Aus der Ukraine kämen außerdem viele Saaten, ergänzt Kolbe: Etwa Kürbis- und Sonnenblumenkerne, sowie, damit verbunden, Öle allgemein, deren Preise ebenfalls stark steigen würden. „Denn wenn Sonnenblumenöl aus der Ukraine wegfällt, steigt die Nachfrage an Rapsöl – und damit auch dessen Preis“, warnt Kolbe. „Hier steht zu befürchten, dass nicht nur die Preise steigen, sondern die Ware gleich ganz ausbleibt“, schätzt der Marketingleiter der Braaker Mühle, die in Hamburg etwa in Winterhude, Rahlstedt oder Farmsen Filialen betreibt.

Heinrich Wulf richtet den Blick auf ein weiteres Problem der Branche. „Es gibt immer noch coronabedingte Einbußen“, ergänzt der Inhaber der gleichnamigen Bäckerei mit Geschäften in Eppendorf und Eimsbüttel. Die Folge seien Liquiditätsengpässe, klagt Wulf über die Belastungen der Unternehmen.

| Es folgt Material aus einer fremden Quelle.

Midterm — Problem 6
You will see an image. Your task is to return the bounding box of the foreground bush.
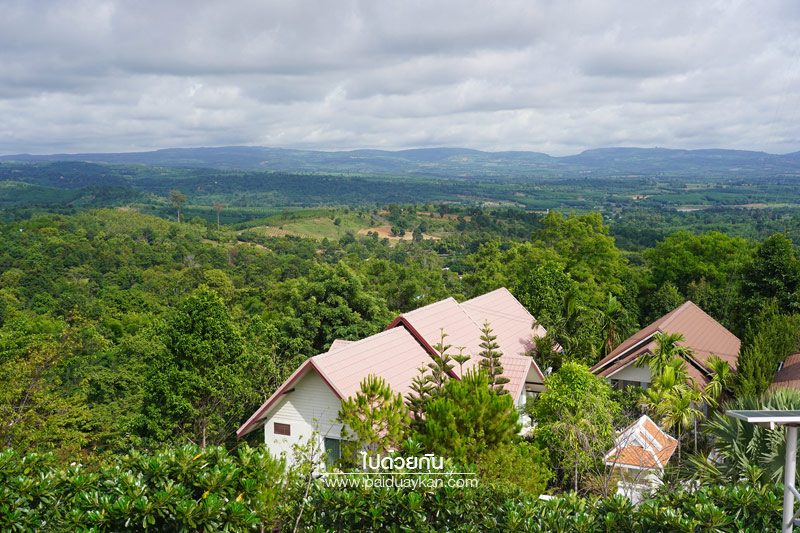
[0,446,291,531]
[0,446,782,532]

Bäcker in Sorge wegen Mindestlohn

Wie andere Branchen auch, die eher geringe Gehälter zahlen, etwa der Handel oder die Gastronomie, wird zudem der erhöhte Mindestlohn die Bäckereien belasten. Bis Mitte 2022 soll der gesetzlich vorgeschriebene Verdienst auf 10,45 Euro steigen. Ab Oktober steht noch einmal ein Zuwachs auf zwölf Euro an, wie es die Ampel-Koalition jüngst beschlossen hat. Der höhere Mindestlohn werde die Personalkosten künftig um bis zu 22 Prozent in die Höhe treiben, rechnet Gerd Hofrichter von der Bäckereikette Junge vor.

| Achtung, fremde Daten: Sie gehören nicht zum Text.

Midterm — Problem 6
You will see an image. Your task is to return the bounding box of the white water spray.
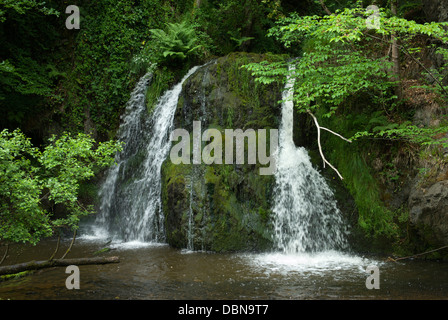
[273,66,345,254]
[89,67,199,242]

Auch die Energiekosten sind Preistreiber. „Unser Geschäft ist ein sehr energieintensives Handwerk“, nennt Hofrichter die weitere Herausforderung für die Betriebe. „Rein rechnerisch kommt es zu Mehrbelastungen von durchschnittlich 20 bis 25 Prozent.“

Bäckerei: Lohnkosten haben den größten Anteil an den Kosten

Inwiefern sich die einzelnen, steigenden Kosten auf die Kalkulation auswirken, macht Thomas Effenberger deutlich: In der Bäckerei spiele der Rohstoffpreis nicht die dominierende Rolle, bei den Handwerksbetrieben liege der Wareneinsatz in der Produktion bei zwölf bis 18 Prozent des Aufwands, die Energiekosten erreichten bis zu fünf Prozent. Den größten Anteil aber machten die Personalkosten aus – etwa die Hälfte des Aufwands. Dazu kommt, dass die Bäckereien auch durch den Fachkräftemangel stark gebeutelt sind. Sie suchen so händeringend Personal, dass sie in ihren Läden mancherorts schon die Öffnungszeiten eingeschränkt haben.